The grim succession of news from Iraq makes the belief that security would improve, however slowly, after the handover to an interim administration, seem more than ever misplaced. Casualties inflicted on US-led foreign forces have fallen from the very high levels of recent months, but the shadowy forces of insurgency are able to shift their targets at will.
Sunday's attacks on Christian churches appear carefully coordinated, picking on a minority which had so far been untouched, and again underline the terrorists' freedom of manoeuvre.
Progress or its reverse is better judged from the seat of a truck driver's cab on the way into Baghdad than from No 10 Downing Street.

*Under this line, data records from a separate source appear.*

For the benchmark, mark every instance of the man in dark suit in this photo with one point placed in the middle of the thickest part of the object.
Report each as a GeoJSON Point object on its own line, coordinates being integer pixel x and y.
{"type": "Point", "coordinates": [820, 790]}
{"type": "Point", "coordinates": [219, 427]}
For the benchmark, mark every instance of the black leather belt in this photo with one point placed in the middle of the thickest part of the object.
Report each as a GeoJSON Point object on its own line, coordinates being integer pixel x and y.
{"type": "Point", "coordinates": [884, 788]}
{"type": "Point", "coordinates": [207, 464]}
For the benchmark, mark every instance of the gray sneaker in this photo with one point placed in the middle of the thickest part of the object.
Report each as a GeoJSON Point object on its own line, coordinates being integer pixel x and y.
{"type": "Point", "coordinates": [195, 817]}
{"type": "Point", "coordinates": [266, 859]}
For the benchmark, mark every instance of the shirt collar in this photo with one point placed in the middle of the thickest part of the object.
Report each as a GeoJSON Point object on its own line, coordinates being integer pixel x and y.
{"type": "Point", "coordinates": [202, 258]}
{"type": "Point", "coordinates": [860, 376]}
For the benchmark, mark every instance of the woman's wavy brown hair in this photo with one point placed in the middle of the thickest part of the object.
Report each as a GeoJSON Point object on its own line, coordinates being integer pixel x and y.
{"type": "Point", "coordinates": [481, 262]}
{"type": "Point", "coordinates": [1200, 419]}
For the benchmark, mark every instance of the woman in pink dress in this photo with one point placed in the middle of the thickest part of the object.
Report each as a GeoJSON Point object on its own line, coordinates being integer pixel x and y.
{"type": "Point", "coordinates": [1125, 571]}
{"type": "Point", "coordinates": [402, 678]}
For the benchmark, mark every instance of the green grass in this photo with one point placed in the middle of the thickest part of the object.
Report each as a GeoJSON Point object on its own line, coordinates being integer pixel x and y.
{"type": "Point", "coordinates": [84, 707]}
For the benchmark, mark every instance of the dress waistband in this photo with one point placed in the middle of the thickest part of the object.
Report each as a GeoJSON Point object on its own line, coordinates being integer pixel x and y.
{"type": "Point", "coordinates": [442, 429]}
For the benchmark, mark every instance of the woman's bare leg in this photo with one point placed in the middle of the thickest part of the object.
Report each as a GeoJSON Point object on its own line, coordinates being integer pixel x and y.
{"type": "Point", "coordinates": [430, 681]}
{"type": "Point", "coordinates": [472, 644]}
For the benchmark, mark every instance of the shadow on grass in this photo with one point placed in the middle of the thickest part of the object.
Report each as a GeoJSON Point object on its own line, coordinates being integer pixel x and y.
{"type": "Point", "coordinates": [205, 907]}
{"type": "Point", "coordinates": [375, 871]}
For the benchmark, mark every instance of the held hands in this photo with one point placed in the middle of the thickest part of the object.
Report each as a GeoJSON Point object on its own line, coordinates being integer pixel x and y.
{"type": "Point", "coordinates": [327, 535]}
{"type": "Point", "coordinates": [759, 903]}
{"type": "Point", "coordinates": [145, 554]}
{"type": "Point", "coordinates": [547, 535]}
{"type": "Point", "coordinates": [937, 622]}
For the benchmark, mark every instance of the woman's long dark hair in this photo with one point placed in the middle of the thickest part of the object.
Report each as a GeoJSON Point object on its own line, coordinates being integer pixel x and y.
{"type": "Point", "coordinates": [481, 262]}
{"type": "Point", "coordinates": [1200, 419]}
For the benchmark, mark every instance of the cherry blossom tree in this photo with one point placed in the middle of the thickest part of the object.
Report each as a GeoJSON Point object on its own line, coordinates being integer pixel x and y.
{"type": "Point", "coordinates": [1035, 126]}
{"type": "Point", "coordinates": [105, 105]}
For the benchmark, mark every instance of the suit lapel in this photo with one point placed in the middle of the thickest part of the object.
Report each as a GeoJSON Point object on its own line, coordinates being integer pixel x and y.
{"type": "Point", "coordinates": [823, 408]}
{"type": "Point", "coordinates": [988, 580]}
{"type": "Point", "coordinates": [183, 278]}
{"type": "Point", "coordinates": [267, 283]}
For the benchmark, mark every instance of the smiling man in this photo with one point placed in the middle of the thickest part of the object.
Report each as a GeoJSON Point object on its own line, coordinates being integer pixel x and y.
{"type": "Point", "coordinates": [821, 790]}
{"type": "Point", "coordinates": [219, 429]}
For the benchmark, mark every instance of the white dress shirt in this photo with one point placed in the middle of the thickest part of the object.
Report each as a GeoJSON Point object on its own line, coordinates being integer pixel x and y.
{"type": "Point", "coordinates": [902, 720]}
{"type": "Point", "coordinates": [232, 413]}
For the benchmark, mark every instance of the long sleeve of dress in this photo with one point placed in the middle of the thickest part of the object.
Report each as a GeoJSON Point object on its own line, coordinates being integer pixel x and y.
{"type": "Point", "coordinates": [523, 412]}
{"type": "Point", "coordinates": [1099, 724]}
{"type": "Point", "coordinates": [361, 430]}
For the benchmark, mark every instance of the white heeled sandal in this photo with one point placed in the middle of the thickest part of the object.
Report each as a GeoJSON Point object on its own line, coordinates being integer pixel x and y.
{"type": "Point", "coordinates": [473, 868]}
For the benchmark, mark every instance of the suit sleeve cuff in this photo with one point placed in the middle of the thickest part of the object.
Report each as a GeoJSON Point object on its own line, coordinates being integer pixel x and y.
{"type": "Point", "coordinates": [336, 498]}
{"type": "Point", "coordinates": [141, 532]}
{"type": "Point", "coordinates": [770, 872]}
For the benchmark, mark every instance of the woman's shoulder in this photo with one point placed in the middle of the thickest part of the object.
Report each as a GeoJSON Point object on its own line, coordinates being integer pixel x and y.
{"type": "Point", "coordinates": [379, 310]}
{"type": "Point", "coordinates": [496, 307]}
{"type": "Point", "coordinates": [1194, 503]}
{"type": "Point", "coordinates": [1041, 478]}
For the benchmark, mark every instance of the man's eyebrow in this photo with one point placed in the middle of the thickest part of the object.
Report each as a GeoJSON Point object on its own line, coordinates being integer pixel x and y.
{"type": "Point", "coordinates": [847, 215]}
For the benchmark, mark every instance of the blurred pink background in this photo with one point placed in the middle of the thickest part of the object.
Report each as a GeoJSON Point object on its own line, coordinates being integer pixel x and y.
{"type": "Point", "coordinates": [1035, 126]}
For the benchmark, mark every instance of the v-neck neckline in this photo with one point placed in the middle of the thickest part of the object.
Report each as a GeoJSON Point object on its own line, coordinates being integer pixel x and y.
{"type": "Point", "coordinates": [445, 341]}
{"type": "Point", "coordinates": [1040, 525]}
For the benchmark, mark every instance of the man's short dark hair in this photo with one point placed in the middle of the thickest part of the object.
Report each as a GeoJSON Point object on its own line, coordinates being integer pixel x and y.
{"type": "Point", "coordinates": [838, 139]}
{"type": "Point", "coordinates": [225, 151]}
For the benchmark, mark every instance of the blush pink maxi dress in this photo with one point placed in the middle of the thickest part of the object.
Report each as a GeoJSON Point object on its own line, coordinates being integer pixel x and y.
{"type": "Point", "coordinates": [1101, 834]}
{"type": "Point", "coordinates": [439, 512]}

Foreign truck drivers, lured by relatively large cash payments, are now travelling only by day even when they are given armed escorts.
Yesterday the Turkish truckers' association, hoping to secure the release of two kidnapped members, announced that it would no longer transport goods bound for US forces in Iraq.
Drivers have been kidnapped bringing in supplies from Kuwait and Jordan regardless of the destination of their loads.
Some 200 Jordanian drivers have been killed since the war last year either by US fire or armed Iraqis and last week the truck owners' association in Amman complained that such assaults are still taking place regularly.
As the latest travel warning from the US Department of State puts it, since the transfer of authority on June 28 all vehicular travel in Iraq remains "extremely dangerous.
Attacks occur throughout the day, but travel at night is exceptionally dangerous."
Many incidents of violence are barely reported now, but only partly because of communication difficulties.
While British ministers go on vacation and the US press focuses on the election, news from Iraq has receded subtly from the headlines, including the unannounced visit of US secretary of state Colin Powell to Baghdad last week, where he warned of "challenges in the weeks ahead", and the postponement of the planned national conference to select an interim assembly.
The existence of an Iraqi government, however defective, in control of a "sovereign state", also provides - as it was intended to - some insulation.
Yet it is vital to ask: what sort of government and what sort of state? Afghanistan today, where the Kabul government also cannot provide security outside the capital, is indicative.
The invasion and overthrow of a "rogue state" only leads to a fractured state: for those doomed to live in it there has to be a better way.